Aus der Reihe „Chronik - kein Kommentar!“
Wahlen in Sachsen-Anhalt. Nach 20 Jahren:
Nach 20 Jahren: Der Anhaltiner fängt endlich an, seine Demokratie zu verstehen
Vor der Wahl in Sachsen-Anhalt bemängeln die Journalisten den defizitären demokratischen Geisteszustand des „unberechenbaren“ anhaltinischen Wählers. Von diesen Ossis ist nämlich die eine Hälfte bislang durch notorische „politische Wankelmütigkeit“ (SZ, 19.3.11) ausgezeichnet, hat „seit der Wiedervereinigung so unstet gewählt wie nirgends sonst“ (FAZ, 22.3.), hat also exzessiv an den Wahlurnen seine Launen und fehlende staatsbürgerliche Verlässlichkeit auf Kosten verlässlichen Regierens ausgetobt.

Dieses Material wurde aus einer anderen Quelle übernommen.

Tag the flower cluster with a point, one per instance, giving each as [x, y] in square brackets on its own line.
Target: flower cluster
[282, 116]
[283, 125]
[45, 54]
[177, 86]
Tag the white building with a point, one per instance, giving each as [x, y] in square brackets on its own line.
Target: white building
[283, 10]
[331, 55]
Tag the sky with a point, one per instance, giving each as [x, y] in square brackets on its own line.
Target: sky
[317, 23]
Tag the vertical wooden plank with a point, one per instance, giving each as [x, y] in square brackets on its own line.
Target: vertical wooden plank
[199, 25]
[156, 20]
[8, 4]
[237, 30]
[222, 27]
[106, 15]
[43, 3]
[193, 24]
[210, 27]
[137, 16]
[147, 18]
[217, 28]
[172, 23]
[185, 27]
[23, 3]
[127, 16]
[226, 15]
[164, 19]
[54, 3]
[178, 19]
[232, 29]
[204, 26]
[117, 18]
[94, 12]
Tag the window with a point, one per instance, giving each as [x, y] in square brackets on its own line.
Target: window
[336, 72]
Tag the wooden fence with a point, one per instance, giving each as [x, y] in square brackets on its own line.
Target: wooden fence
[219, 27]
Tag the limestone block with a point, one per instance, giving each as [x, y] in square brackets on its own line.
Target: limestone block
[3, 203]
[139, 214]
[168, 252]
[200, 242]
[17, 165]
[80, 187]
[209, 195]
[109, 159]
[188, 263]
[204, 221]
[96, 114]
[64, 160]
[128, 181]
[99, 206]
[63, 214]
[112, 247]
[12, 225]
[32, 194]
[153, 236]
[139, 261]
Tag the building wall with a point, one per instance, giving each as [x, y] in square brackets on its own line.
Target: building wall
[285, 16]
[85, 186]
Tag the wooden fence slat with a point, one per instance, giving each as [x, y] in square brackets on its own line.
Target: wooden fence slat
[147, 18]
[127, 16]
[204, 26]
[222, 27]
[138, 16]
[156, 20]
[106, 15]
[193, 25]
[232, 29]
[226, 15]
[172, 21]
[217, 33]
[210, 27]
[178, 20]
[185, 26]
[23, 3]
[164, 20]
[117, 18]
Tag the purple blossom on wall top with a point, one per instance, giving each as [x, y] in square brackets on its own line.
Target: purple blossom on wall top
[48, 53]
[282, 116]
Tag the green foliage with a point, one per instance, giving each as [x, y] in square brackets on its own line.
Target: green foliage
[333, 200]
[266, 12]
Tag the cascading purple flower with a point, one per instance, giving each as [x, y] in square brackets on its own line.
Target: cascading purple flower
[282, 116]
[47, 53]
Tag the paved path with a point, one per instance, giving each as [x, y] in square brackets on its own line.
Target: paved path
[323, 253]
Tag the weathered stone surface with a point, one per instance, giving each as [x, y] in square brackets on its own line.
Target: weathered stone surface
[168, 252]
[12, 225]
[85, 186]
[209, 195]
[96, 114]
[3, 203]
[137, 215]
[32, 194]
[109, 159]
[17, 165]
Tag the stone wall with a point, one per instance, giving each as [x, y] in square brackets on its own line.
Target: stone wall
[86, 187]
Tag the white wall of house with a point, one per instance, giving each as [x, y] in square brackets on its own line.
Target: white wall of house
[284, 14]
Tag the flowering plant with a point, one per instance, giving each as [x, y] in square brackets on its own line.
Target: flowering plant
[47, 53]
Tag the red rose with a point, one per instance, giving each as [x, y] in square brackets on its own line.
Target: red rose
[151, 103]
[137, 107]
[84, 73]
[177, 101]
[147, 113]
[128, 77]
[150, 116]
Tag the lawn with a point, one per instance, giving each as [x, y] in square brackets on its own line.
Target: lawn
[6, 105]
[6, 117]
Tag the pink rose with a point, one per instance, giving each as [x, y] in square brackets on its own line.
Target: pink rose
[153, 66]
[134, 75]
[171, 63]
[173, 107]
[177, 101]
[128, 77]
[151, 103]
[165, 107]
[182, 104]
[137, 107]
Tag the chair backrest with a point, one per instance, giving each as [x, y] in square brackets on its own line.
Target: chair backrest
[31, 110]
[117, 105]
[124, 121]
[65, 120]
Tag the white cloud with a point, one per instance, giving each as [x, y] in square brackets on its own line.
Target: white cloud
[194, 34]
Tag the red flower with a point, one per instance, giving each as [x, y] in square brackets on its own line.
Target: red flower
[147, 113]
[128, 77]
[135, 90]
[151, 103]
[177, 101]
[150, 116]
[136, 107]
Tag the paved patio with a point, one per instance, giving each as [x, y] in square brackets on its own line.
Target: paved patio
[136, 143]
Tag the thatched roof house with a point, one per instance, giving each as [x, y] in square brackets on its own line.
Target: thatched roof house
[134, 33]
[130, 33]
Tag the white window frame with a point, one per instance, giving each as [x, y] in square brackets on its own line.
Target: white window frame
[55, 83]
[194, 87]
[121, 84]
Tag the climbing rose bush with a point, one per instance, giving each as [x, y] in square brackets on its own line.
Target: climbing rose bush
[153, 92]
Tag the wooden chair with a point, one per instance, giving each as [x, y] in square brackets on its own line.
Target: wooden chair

Da tut seitens der öffentlichen Wächter Aufklärung über das korrekte Verhältnis von Volksherrschaft zu Wahlvolk Not: Das Wahlrecht ist kein Freibrief, nach Lust und Laune und irgendwelchen „bloß“ subjektiven Gründen von Untertanen zu wählen. Das Wahlrecht ist das Recht und damit die Verpflichtung des Volkssouveräns, mit der Wahl stabile Herrschaftsverhältnisse und souveränes Regieren herzustellen. Wenn das nicht das Ergebnis ist, hat der „volatile“ Volkswille sein Wahlrecht dysfunktional gebraucht.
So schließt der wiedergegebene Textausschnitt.